Director: Dustin Hoffman; Screenwriter: Ronald Harwood; Starring: Maggie Smith, Billy Connolly, Tom Courtenay, Pauline Collins, Sheridan Smith, Michael Gambon; Running time: 98 mins; Certificate: 12A


A cosy comfort blanket of a film, Dustin Hoffman's Quartet takes place predominantly inside the four walls of Beecham House, a specialist retirement home for musicians and opera singers. It's packed to the rafters with British acting greats as the likes of Maggie Smith, Billy Connolly, Tom Courtenay and Pauline Collins all get the chance to entertain in this light-hearted comedy.

It's the arrival of Smith's former opera icon Jean Horton that pushes the story into motion. Every year the residents of the home put on a concert to celebrate the birthday of composer Giuseppe Verdi, but the event is thrown into doubt as Jean refuses to perform, fearing she won't be up to scratch and thus dilute her reputation as an all-time great.
    "It's packed to the rafters with British acting greats as the likes of Maggie Smith, Billy Connolly, Tom Courtenay and Pauline Collins all get the chance to entertain in this light-hearted comedy."
There's also the matter of Courtenay's Reg, who's still nursing a broken heart after his marriage to Jean fell apart.
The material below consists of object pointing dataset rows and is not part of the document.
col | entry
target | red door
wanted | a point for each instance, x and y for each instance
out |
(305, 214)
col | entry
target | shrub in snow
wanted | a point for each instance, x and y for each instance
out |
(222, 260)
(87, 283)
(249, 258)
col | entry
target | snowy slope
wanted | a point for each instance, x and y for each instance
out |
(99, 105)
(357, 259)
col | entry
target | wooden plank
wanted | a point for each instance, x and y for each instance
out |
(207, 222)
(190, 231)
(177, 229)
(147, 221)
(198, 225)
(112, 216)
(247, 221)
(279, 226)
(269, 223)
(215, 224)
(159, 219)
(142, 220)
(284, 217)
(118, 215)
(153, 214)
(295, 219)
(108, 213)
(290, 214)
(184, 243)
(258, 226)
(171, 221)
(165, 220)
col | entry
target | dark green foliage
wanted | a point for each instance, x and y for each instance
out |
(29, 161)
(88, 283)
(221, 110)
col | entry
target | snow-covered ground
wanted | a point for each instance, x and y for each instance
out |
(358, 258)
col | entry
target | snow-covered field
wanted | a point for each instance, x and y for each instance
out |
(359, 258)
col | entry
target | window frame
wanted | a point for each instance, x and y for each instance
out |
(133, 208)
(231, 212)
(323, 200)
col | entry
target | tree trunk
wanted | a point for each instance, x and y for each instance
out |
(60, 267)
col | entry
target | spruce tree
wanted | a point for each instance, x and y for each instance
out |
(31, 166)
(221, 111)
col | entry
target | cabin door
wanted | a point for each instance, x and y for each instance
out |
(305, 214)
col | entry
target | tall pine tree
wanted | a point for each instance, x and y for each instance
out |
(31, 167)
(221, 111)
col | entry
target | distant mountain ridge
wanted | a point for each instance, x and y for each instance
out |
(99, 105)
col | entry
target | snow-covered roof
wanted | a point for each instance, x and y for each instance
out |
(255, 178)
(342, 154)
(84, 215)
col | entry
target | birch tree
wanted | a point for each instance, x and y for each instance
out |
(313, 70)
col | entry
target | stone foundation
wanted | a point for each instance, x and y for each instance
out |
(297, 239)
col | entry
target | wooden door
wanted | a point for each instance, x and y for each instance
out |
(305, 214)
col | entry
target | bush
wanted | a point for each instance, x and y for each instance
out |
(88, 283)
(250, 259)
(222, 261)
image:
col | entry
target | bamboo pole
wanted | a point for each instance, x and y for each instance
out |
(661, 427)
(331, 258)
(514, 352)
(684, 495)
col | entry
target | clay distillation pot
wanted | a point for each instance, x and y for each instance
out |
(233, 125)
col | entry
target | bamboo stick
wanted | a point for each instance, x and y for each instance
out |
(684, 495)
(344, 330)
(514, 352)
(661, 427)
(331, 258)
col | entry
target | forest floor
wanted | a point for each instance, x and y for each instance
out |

It's left to Connolly's Wilf and Collins's Sissy to convince the reluctant Jean to relive her glory days and belt out the Rigoletto one last time.

Stand-out performances in Quartet come from Smith (complete with her patented withering stare), whose icy character thaws over the course of the story, and Connolly's Wilf, the twinkling old dog of the group who unleashes double entendres ("seasoned wood") aplenty in the direction of the home's pretty doctor Lucy (Sheridan Smith).

Pauline Collins and Maggie Smith in Quartet


Hoffman proves to be a capable director, too, giving his cast enough room to have fun with Ronald Harwood's script. You get the impression that Connolly and co, so often supporting players, are revelling in these quick-witted words.

The secondary cast also includes the likes of Andrew Sachs and Michael Gambon, who make the most of their limited screen time, while a host of real-life retired musicians take on background roles for some lively rehearsal and performance scenes.
    "Hoffman proves to be a capable director, too, giving his cast enough room to have fun with Ronald Harwood's script. You get the impression that Connolly and co, so often supporting players, are revelling in these quick-witted words."
Quartet mainly stumbles in its reliance on a single location and overly-long passages of dialogue that betray its roots as a stage play. It feels very much like a charming made-for-TV movie, but strong performances from the cast are enough to justify the price of admission. This is primarily a showcase for its stately acting lineup, though.

Like the recent Best Exotic Marigold Hotel, Quartet has its sights firmly set on collecting the grey pound. The presence of Smith - a fixture in Hotel and blue rinse favourite Downton Abbey - will help draw in the target audience, but the film lacks any well-fleshed out younger character to keep junior viewers interested.